One of several women who share a residence on the grounds of Ben San.
The grounds cover quite a large area, so staff move about on bicycles to check on those living on the property.
The vast majority of the ex-patients are quite elderly, and require many kinds of care. I met several residents who have called Ben San home for more than three and four decades.
Leprosy can take hold in many parts of the body. Hands and feet are common and obvious afflictions, as well as loss of the ability to blink one’s eyes, which causes dryness and loss of protection from debris. Sunglasses must be worn at nearly all times of the day for some.
Passing the days with entertainment is an ongoing challenge for many, who have resided here for many years.
Those with wounds on their feet must have them cleaned and attended to several times a day. Just as with the hands, it’s a tightening of the internal nerves that ‘retract’ the fingers and toes. They don’t fall off, as many tend to think.
For those with foot lesions and some mobility remaining, special shoes must be worn, which are custom crafted on site.
The center also supports a mental health ward, for those with both leprotic and mental illnesses. Patients in this ward are allowed a lesser degree of freedom as it were, mostly confined to small, cell-like rooms, but are still encouraged to help each other whenever possible.
Dominos seemed to be a favorite pastime of both residents and staff. Even without extremities, they manage the pieces quite well.

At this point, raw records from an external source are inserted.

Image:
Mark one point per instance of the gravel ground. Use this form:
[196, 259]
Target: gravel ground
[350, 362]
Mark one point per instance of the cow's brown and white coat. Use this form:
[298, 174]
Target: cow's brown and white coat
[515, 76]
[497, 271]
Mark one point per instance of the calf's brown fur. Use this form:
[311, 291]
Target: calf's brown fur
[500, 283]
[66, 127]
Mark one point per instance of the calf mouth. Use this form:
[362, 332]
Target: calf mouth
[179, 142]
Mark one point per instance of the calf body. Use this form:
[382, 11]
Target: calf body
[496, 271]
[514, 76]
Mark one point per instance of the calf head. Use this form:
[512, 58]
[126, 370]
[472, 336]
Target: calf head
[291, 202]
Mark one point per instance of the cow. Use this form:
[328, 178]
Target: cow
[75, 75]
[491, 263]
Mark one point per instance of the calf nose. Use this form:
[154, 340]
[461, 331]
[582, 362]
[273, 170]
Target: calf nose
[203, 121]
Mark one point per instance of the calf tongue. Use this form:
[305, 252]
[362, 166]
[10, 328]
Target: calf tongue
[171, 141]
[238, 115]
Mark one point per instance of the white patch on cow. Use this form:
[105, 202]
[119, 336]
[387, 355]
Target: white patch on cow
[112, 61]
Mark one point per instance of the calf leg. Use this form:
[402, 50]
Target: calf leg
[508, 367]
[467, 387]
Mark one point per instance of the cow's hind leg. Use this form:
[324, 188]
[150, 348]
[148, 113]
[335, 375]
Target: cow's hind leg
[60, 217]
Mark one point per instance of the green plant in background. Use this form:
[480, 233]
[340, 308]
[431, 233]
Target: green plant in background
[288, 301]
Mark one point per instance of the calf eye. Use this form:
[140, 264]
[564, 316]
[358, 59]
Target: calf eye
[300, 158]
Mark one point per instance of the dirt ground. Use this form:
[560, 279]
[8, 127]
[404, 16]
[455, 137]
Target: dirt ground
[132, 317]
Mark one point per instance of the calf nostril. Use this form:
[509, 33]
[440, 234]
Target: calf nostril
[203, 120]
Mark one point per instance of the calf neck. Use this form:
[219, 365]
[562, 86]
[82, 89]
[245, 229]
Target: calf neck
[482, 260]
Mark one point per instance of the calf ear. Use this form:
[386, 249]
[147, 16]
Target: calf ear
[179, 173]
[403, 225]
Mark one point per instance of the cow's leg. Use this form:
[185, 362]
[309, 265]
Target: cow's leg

Also attacked can be the cartilage of the nose, which causes its eventual collapse.
In the mental ward, a very elderly man is restrained to his bed in a small room. Though it’s not the most humane of tactics, the minimal staff find it necessary for those with predilections for movement, as they could injure themselves with unnoticed movements.
A woman helps both fellow residents and staff with the set up and clean up of items needed for meals.
To be fair, most of the residents whom I was able to speak with were incredibly friendly and full of energy, but this man, upon seeing my camera, struck a pose which seems to encompass what he still has inside, and is pretty unforgetable.
As many are essentially immobile, bed sores must be treated on a daily basis.
Religion is also an outlet for many, with a Catholic church on the grounds. Here, a woman reads the bible in Chinese.
A staff member finds a few moments of solitude and solace in the cathedral.
Those with some remaining independence often spend their days taking care of others and helping the staff wherever possible.
That’s it for now. There are a few more images in the archived gallery, and continuations of the project will hopefully come to fruition soon.